Bath is named after its oldest and most famous attraction, the Roman Baths. Lots of Roman cities had baths, but these were special because of the naturally warm mineral spring water. Bath had the largest public bath in the Roman empire despite the small size of the town because the water didn’t need to be heated! The water also supposedly had healing powers—a belief that continued into the Regency era. There was probably some truth to this: in a time before vitamins, drinking and sitting in water with extraordinarily high mineral content could cure some infirmities. The place to “take the waters” nowadays is the Pump Room next to the baths, where an ornate fountain lets visitors taste the spring water. Most make faces at the sulfuric smell and gritty taste. I banished that taste with afternoon tea (with all the traditional accompaniments), which I ate as I listened to the delightful Pump Room Trio.

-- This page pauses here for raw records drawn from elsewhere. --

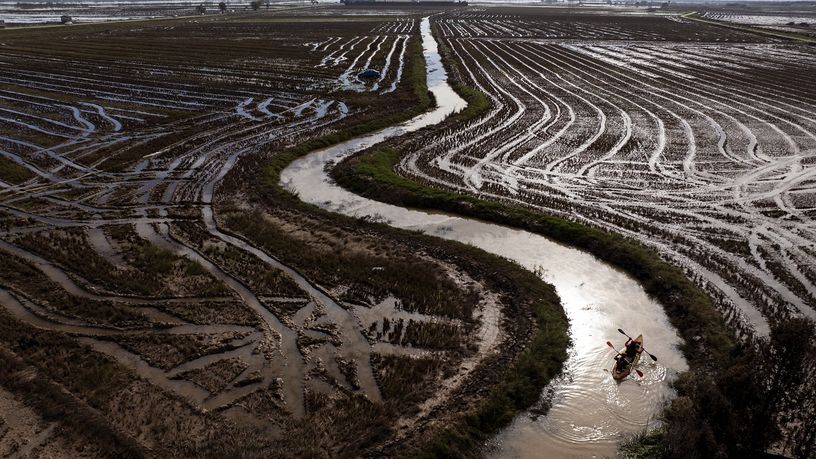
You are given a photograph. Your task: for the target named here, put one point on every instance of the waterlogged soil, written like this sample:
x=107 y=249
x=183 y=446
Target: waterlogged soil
x=144 y=282
x=589 y=412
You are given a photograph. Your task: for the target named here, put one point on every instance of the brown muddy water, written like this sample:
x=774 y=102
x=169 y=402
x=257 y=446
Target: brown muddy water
x=590 y=412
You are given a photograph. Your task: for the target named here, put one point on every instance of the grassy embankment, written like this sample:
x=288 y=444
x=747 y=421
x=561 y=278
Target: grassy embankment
x=12 y=172
x=542 y=357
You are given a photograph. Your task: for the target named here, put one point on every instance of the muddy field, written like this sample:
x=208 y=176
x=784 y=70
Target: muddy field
x=149 y=286
x=651 y=127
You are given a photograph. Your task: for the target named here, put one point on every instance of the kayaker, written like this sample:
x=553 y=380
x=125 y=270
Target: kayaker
x=623 y=362
x=632 y=348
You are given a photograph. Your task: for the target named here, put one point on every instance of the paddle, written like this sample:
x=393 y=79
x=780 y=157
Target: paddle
x=644 y=349
x=608 y=343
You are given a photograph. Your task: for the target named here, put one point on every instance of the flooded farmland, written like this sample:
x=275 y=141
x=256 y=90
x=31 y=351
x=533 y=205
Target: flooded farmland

My historical adventure continued at the Fashion Museum and Assembly Rooms. The Museum was simply paradise for anyone who loves historical clothes. I’ve included photographs of a few of my favorite pieces from the collection (conveniently labelled by year) in the gallery below. I just wish a larger portion of the collection had been on display! The same building houses the old Assembly Rooms, a meeting-place for Georgian society. Concerts, balls, card games, teas—they all happened here under the careful planning and watchful eye of the Master of Ceremonies (the most famous being Beau Nash, who was “King of Bath” between 1704 and 1761).

That covered clothing and society, but what about life at home? To observe the Georgian version of that, I had to visit Number One Royal Crescent, a town house in a posh location that is furnished in period style and open to the public as a museum. I drooled over the bookcase and writing desk and thanked goodness that we no longer keep chamber pots in the dining room (behind a screen, for use during long meals). There was also a special exhibition of old, furnished dollhouses. These were not children’s toys, but rather expensive and painstakingly maintained collector’s items. (Unfortunately, no photos of the dollhouses were allowed.)

Bath’s most famous resident deserves particular attention, so I also paid a visit to the Jane Austen Centre. It’s a disappointingly small museum, but it had some pretty Regency dresses and interesting information about Austen’s life and books. The story of Austen’s own short-lived engagement is especially intriguing, if not quite as romantic as most of her heroines’ stories. There was also a chance to try on a Regency outfit and to write with a quill—but of course I’ve done both of those things plenty of times before!

As I waited to meet my friends on Sunday afternoon, I ducked into the Abbey at the heart of town. It has wonderful details, including intricate Victorian metal light fixtures in bright red. The Bath Abbey diptychs are also worth the visit. Each includes an illuminated calligraphy page and a quilted rectangle representing one passage or story from the Bible. The workmanship in both media (by Sue Symon) is breathtaking.

As you can probably tell, I had a pretty full weekend in Bath. Between all those museums, my long lunch with friends, wandering to see the many gardens, and the “Bizarre Bath” comedy walk (which was as bizarre as promised, and more stage magic than comedy), I didn’t get to the baths that actually still operate (the spa). It’s a shame, because that’s probably just what I needed after May Week. Still, I don’t regret taking the time to see the city instead. I don’t know when, but I feel certain I’ll return to Bath. I’m sure the spa will be waiting for me.